Doctors at Sunnybrook Health Sciences Centre in Toronto, Ontario, Canada, have noninvasively penetrated the blood-brain barrier to deliver a chemotherapeutic agent directly into a patient’s malignant brain tumor.
This is the first time that the blood-brain barrier has been safely breached in a human, the researchers say.
The blood-brain barrier has long thwarted the delivery of chemotherapeutic and other agents into the brain.
But the Toronto doctors hope that the technique they used, focused ultrasound, will continue to be successful in safely penetrating what has been a persistent obstacle to treating not only brain tumors but also other diseases, such as Alzheimer's disease and Parkinson's disease
"I want to stress that this has only been done in one patient, a 56-year-old woman with glioblastoma, and the result, as exciting as it is, is as preliminary as it gets," neurosurgeon Todd Mainprize, MD, from the University of Toronto, told Medscape Medical News.
"This is a proof-of-concept phase 1 clinical study to make sure that when we open up the blood-brain barrier we don't cause any hemorrhages or infection, and that we can safely and effectively deliver a drug where in the brain we want to," Dr Mainprize said.
Dr Mainprize confessed he was a bit surprised by the intense media interest that this case generated.
"I can't stress enough that this is a phase 1 trial. We do not have a published paper, we have only done this in one patient so far. That being said, we think this is a very exciting treatment and has a lot of potential applications in the future. But it is essentially a drug delivery method," he said.
The Sunnybrook team planned to test focused ultrasound in 10 patients as part of their phase 1 trial. However, because the first case went so well, they will probably only do 4 before they go into a phase 2 trial, Dr Mainprize said.
"We will see, this is only the first patient, but the results have been so conclusive, it appears to be quite safe. We'll see how the others go and we may just stop before 10 patients," he said.
The researchers infused the chemotherapy agent doxorubicin, along with tiny gas-filled bubbles, into the bloodstream of the patient. They then applied focused ultrasound to areas in the tumor and surrounding brain, causing the bubbles to oscillate and bypass the tight junctions of the cells of the blood-brain barrier.
"We think that the oscillation in size where the cells swell and shrink pokes holes in the blood-brain barrier and allows the various drugs or whatever to cross the blood-brain barrier into the substance of the brain," Dr Mainprize explained.
"In our first patient we could clearly see enhancement in the area that we opened. We could see that the gadolinium was crossing the blood-brain barrier into the brain, making that area turn white where we opened it, as shown on the MRI sequences we obtained. It clearly worked in this patient, there is no doubt that we were able to open the blood-brain barrier safely, without any problems, based on the gadolinium uptake," he said.
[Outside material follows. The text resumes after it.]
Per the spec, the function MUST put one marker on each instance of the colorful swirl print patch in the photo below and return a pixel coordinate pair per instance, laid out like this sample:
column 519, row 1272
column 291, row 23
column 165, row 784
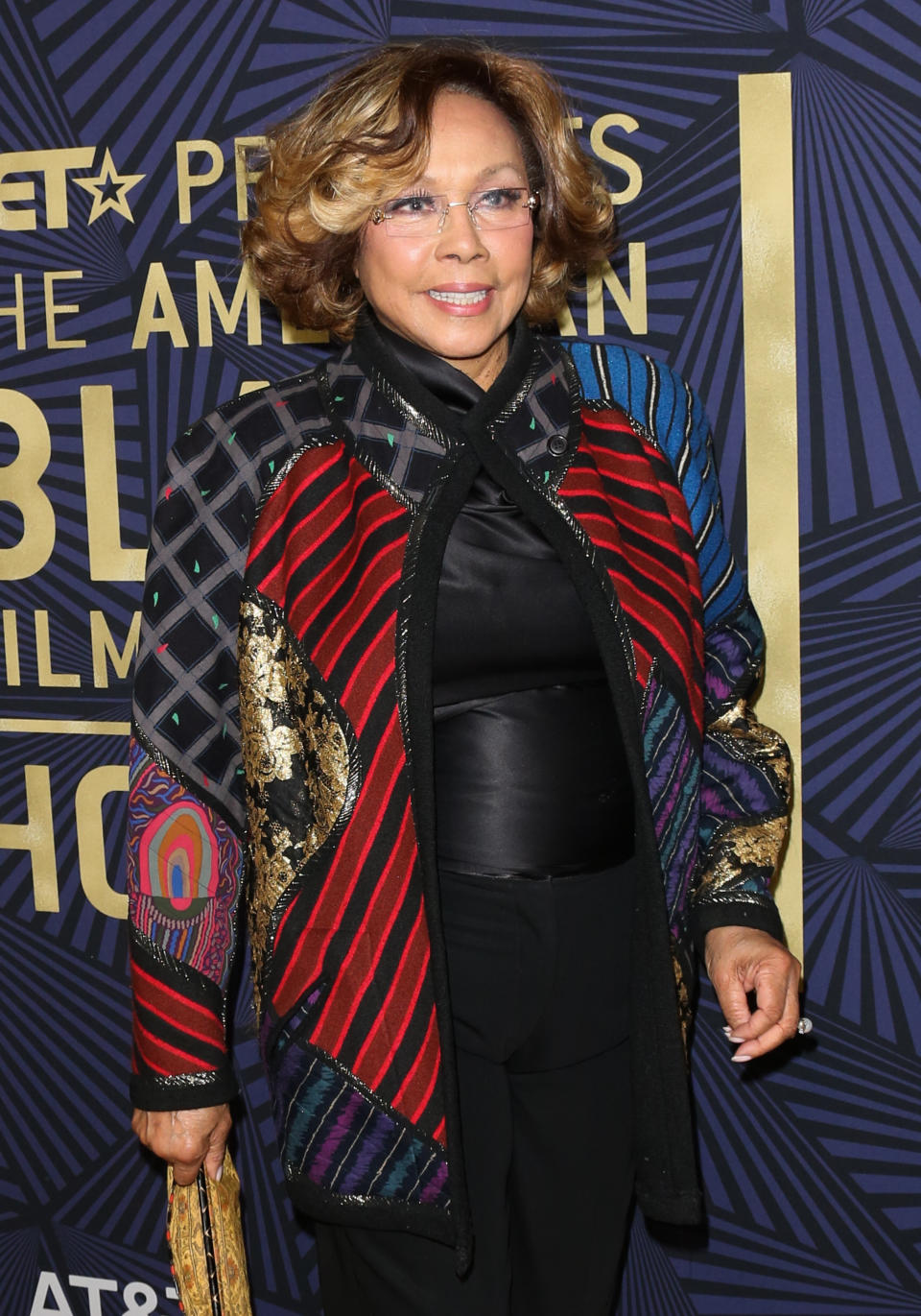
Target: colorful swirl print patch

"We’re very excited about it and we think there are many potential [uses] for this drug delivery system, but I have to stress that this is very early and there will not be widespread applications for a while," Dr Mainprize said.
Focused Ultrasound for Alzheimer's and Parkinson's
Elisa Konofagou, PhD, professor in the Department of Biomedical Engineering at Columbia University, New York, New York, and her group are also studying focused ultrasound for the opening of the blood-brain barrier for drug delivery in both Alzheimer's disease and Parkinson's disease.
"We have done some work in mice and monkeys and we have shown both neuroprotection and neurorestoration in mouse models of Parkinson's disease by opening the blood-brain barrier and delivering a neurotrophic factor. We have also shown that drug delivery through the ultrasound-induced blood-brain barrier also works in nonhuman primates," Dr Konofagou told Medscape Medical News.
he added that her group has secured funding by the National Institutes of Health to begin clinical trials on using focused ultrasound for blood-brain barrier opening in patients with Alzheimer's, after having shown preliminary results on feasibility in mouse models.
The work was supported by the Focused Ultrasound Foundation, the Canada Foundation for Innovation and Ontario Ministry of Research and Innovation, the Bombardier Foundation, the Canadian Institutes of Health Research, and the National Institutes of Health.